ABSTRACT
The ongoing COVID-19 crisis has highlighted the importance of a robust drug supply chain which can be quickly and flexibly ramped up to produce life-saving drug treatments. 3D printing (3DP) of oral solid dosage forms (OSDF) could be a viable part of the emergency drug production response to support vulnerable patients in rural regions and other isolated locations. In the context of the current pandemic, the suitability of different 3DP technologies will depend on the physicochemical properties, unit dose strength and BCS classification of the repurposed drug compounds currently being trialed for COVID-19. Furthermore, the deployment strategy should focus on simplifying dosage forms and formulations, scaling down the size and complexity of the printing systems and real-time quality assurance via process analytical technologies (PAT).

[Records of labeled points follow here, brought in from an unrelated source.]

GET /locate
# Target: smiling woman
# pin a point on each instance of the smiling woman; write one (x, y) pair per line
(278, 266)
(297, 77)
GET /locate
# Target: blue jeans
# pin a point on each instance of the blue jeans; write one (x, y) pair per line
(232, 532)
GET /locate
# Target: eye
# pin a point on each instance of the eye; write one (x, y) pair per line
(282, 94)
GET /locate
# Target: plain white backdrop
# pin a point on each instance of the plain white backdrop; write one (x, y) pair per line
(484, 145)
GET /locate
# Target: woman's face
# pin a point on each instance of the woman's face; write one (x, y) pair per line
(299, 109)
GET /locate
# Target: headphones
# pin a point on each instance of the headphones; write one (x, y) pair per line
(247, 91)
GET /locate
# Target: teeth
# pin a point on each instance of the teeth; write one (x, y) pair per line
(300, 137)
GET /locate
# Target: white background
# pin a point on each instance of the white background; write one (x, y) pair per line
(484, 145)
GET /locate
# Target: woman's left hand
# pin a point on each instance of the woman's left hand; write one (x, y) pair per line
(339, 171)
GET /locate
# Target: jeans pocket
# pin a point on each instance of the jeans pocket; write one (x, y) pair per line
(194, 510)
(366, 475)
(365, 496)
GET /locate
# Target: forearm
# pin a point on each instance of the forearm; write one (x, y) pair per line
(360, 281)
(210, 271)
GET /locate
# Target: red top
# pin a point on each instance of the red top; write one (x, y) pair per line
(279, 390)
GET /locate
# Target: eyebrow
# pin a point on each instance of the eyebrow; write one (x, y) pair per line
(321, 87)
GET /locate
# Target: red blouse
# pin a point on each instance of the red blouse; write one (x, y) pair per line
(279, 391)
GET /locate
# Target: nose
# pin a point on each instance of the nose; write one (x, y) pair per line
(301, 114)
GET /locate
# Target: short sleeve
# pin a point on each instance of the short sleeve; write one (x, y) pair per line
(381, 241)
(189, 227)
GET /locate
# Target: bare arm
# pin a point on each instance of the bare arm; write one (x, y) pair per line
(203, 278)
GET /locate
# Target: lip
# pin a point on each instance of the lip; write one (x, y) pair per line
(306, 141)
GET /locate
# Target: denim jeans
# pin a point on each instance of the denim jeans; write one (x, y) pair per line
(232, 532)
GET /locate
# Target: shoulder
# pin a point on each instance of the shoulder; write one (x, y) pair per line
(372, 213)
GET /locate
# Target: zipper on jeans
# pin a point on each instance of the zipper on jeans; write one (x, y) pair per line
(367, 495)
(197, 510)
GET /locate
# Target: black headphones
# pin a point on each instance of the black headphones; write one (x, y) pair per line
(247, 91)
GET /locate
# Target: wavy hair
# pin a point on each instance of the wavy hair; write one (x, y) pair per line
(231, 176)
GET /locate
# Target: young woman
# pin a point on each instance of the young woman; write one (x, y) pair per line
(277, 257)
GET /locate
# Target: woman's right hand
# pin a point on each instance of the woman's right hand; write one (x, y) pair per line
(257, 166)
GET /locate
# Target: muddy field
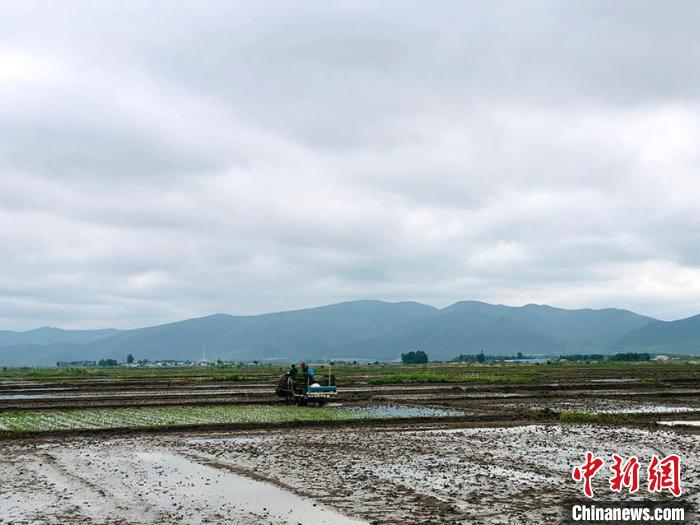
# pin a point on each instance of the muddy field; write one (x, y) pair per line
(115, 451)
(401, 474)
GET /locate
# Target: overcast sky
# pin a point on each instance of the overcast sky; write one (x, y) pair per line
(165, 160)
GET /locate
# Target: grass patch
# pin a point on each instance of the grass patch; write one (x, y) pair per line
(14, 424)
(570, 416)
(430, 377)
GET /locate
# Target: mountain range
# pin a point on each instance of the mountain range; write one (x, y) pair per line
(365, 329)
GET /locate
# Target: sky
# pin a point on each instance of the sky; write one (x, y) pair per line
(167, 160)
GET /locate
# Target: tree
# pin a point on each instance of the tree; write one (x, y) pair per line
(414, 358)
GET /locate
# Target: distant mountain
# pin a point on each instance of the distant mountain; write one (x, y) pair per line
(295, 334)
(48, 335)
(357, 329)
(470, 327)
(682, 336)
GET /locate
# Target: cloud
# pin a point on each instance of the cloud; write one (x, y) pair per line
(165, 160)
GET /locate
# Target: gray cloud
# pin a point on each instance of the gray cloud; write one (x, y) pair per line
(165, 160)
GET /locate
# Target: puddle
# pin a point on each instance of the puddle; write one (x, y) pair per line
(403, 411)
(679, 423)
(616, 380)
(190, 481)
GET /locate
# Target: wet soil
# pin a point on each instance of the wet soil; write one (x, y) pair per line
(390, 474)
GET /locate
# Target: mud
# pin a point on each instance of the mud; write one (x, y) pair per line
(396, 474)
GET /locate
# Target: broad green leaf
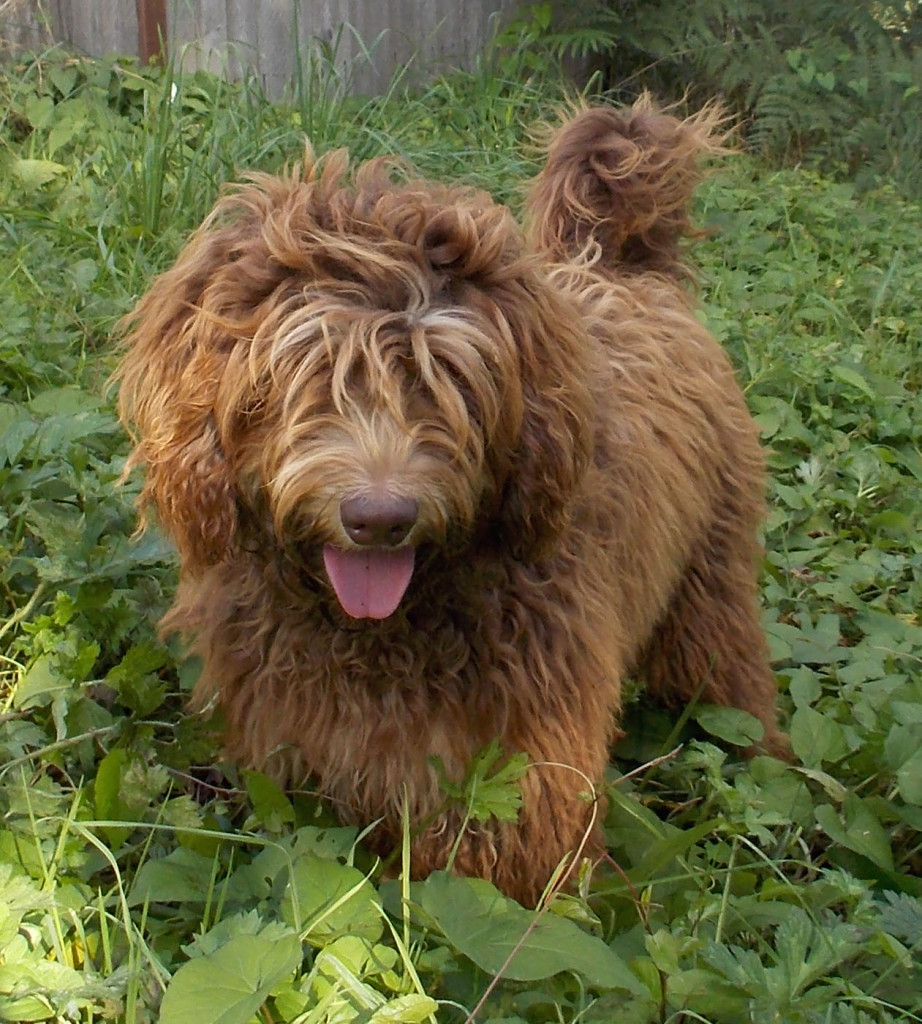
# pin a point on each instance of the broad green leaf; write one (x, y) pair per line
(405, 1010)
(729, 724)
(35, 173)
(180, 877)
(857, 829)
(107, 794)
(490, 929)
(269, 803)
(909, 778)
(816, 738)
(229, 985)
(326, 899)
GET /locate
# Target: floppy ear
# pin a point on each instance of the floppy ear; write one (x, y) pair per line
(177, 342)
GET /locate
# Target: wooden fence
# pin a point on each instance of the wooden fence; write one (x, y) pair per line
(372, 38)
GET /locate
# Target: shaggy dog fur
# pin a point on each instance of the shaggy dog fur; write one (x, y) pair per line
(436, 480)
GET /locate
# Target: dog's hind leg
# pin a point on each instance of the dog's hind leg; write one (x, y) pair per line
(710, 641)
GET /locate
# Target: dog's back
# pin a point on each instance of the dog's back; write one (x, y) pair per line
(622, 179)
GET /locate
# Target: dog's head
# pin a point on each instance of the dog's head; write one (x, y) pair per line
(355, 370)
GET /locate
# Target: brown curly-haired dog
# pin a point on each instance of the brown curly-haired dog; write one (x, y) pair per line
(435, 481)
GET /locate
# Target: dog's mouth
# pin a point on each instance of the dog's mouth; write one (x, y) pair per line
(370, 583)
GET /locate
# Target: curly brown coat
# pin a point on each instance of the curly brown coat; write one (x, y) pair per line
(435, 480)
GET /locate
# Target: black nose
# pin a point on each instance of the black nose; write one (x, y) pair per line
(378, 521)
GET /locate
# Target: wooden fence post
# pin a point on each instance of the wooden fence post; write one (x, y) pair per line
(152, 30)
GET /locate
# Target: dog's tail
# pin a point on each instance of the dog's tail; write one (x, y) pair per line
(622, 180)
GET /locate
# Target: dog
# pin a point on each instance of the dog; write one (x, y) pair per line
(438, 480)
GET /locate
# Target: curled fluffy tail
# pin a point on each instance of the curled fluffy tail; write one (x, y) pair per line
(622, 180)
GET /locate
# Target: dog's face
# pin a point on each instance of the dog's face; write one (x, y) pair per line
(353, 373)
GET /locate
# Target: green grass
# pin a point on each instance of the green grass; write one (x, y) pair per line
(736, 891)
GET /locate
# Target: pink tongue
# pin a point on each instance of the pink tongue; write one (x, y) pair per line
(369, 582)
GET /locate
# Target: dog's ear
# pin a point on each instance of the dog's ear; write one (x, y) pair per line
(177, 342)
(168, 380)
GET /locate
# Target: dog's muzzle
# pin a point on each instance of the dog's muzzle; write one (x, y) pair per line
(370, 580)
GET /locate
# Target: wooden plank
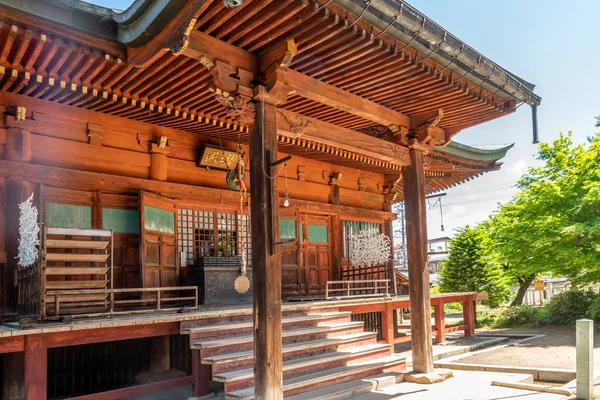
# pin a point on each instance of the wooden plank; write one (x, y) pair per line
(12, 344)
(101, 335)
(36, 366)
(76, 244)
(266, 258)
(413, 181)
(330, 95)
(138, 390)
(57, 285)
(76, 270)
(78, 232)
(293, 125)
(73, 257)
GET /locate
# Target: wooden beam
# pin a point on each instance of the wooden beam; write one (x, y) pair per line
(413, 181)
(290, 124)
(201, 44)
(266, 257)
(36, 368)
(330, 95)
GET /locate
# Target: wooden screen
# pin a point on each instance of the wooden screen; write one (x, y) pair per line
(306, 263)
(159, 241)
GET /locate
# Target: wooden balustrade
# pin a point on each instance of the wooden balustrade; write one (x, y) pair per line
(389, 328)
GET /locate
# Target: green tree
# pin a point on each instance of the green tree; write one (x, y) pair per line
(552, 226)
(473, 266)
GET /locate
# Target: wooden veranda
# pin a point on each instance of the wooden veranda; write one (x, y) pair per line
(126, 124)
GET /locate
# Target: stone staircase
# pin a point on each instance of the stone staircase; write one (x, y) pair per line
(320, 349)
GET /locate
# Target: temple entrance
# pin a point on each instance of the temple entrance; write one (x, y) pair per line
(159, 241)
(306, 262)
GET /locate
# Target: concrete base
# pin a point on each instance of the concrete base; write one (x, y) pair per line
(437, 376)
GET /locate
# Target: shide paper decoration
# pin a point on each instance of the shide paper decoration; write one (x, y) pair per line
(370, 247)
(28, 233)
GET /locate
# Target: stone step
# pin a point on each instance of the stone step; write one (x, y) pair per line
(212, 347)
(245, 359)
(304, 383)
(244, 326)
(348, 390)
(240, 379)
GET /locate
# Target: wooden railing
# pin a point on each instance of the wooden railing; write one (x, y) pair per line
(358, 288)
(120, 301)
(388, 328)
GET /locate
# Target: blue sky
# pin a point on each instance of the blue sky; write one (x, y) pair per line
(552, 44)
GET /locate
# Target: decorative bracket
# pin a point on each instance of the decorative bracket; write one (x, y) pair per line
(179, 42)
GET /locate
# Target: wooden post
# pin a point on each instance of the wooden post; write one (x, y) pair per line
(413, 181)
(389, 232)
(266, 259)
(201, 375)
(440, 323)
(469, 317)
(585, 359)
(160, 354)
(36, 366)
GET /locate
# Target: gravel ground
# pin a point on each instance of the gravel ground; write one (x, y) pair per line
(555, 350)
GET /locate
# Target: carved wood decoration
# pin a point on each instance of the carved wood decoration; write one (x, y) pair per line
(179, 42)
(238, 107)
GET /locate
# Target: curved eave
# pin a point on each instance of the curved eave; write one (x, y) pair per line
(475, 153)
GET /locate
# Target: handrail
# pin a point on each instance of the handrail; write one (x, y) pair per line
(374, 285)
(109, 302)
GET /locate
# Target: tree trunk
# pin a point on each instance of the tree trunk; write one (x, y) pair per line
(524, 284)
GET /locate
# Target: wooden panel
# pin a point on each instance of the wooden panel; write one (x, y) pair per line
(68, 215)
(76, 244)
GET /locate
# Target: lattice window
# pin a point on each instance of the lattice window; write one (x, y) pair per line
(208, 232)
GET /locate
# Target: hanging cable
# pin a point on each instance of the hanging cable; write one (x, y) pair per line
(262, 139)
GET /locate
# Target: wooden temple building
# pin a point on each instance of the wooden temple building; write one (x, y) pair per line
(173, 146)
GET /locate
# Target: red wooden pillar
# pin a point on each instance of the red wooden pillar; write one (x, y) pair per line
(387, 325)
(201, 375)
(440, 323)
(36, 366)
(266, 258)
(469, 317)
(413, 181)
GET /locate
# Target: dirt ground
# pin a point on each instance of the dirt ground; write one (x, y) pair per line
(555, 350)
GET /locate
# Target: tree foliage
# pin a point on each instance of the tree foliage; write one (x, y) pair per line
(552, 226)
(473, 266)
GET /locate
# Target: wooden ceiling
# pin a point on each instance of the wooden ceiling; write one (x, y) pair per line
(39, 61)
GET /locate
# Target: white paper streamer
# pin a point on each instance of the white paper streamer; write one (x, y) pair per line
(370, 247)
(28, 233)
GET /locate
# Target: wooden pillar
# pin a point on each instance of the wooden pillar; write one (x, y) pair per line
(469, 317)
(440, 322)
(160, 354)
(36, 366)
(413, 181)
(388, 228)
(201, 375)
(266, 259)
(18, 148)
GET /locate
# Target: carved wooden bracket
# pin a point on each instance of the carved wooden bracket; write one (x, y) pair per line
(180, 41)
(297, 125)
(95, 133)
(301, 172)
(238, 107)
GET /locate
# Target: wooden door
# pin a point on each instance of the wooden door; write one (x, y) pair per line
(306, 263)
(159, 241)
(316, 249)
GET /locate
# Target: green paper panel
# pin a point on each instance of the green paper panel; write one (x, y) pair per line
(158, 220)
(68, 216)
(121, 221)
(287, 229)
(317, 234)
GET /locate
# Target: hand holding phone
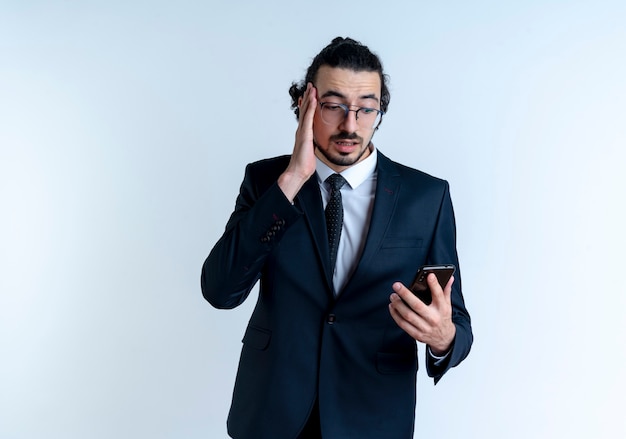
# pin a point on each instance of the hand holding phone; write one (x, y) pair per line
(419, 286)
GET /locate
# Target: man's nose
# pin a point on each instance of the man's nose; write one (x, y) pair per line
(350, 123)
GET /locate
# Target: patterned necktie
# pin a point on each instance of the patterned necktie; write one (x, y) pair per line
(334, 215)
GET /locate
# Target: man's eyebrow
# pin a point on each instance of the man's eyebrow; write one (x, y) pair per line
(342, 96)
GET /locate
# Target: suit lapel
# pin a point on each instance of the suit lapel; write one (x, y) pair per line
(309, 200)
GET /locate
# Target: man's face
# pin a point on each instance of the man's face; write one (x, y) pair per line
(342, 144)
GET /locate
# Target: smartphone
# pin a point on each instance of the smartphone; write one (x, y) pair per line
(420, 284)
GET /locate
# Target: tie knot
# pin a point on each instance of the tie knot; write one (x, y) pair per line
(336, 181)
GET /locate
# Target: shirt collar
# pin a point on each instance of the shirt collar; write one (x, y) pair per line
(355, 174)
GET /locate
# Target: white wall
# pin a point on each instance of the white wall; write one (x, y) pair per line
(124, 131)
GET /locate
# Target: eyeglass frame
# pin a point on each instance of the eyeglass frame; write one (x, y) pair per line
(346, 109)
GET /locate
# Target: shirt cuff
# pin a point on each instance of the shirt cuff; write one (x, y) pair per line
(438, 359)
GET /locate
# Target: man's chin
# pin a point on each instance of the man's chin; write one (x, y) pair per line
(343, 159)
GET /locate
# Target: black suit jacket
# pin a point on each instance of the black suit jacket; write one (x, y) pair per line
(303, 343)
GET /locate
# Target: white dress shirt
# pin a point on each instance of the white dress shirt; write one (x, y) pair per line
(358, 200)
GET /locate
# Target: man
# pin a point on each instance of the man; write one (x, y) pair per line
(328, 352)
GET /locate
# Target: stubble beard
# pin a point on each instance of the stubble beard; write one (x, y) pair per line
(343, 159)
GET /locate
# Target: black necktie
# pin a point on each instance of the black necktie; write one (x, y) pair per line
(334, 215)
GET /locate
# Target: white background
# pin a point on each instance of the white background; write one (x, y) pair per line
(125, 127)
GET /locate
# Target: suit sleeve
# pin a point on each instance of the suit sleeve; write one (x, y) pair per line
(443, 250)
(234, 265)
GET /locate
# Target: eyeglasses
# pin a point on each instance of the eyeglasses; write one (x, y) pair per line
(334, 113)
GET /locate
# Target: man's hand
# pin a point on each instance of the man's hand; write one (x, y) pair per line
(429, 324)
(302, 164)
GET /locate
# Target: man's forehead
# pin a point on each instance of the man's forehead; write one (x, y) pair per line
(347, 82)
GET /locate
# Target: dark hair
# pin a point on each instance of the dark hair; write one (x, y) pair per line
(344, 53)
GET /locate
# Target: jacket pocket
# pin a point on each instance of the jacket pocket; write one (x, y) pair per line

1. COVID-19: an expanding health crisis
The novel coronavirus (SARS-CoV-2) and the associated disease (COVID-19) were first detected in China in December 2019, and has since caused an ever expanding and accelerating health crisis around the world. As of 5th of May 2020 there are over 250,000 deaths, linking to more than 3.6 million confirmed cases in 212 countries and territories. The crisis has put an enormous strain on the global healthcare system and caused severe social-economic disruptions worldwide.
In addition to the quarantine/social distancing measures used to limit the spread of COVID-19, the race is also on to search for effective therapeutic solutions. As most experts agree that an effective vaccine is minimally 12 to 18 months away, the current focus is on repurposing existing drug treatments for patients affected by COVID-19. In March this year, the Innovative Medicines Initiative (IMI) of the European Union announced a fast-track, €45 million call for relevant therapeutic and diagnostic solutions, and the World Health Organization (WHO) launched an unprecedented global trial to test the effectiveness of several potential antiviral compounds against SARS-CoV-2 [Citation1,Citation2]. There are also on-going efforts to adapt a systematic approach to quickly identify additional compounds suitable for repurposing [Citation3,Citation4]. summarizes the key small molecule therapeutics that are being repurposed for the COVID-19 crisis, including their basic physicochemical properties, doses being tested for COVID-19 and clinical status.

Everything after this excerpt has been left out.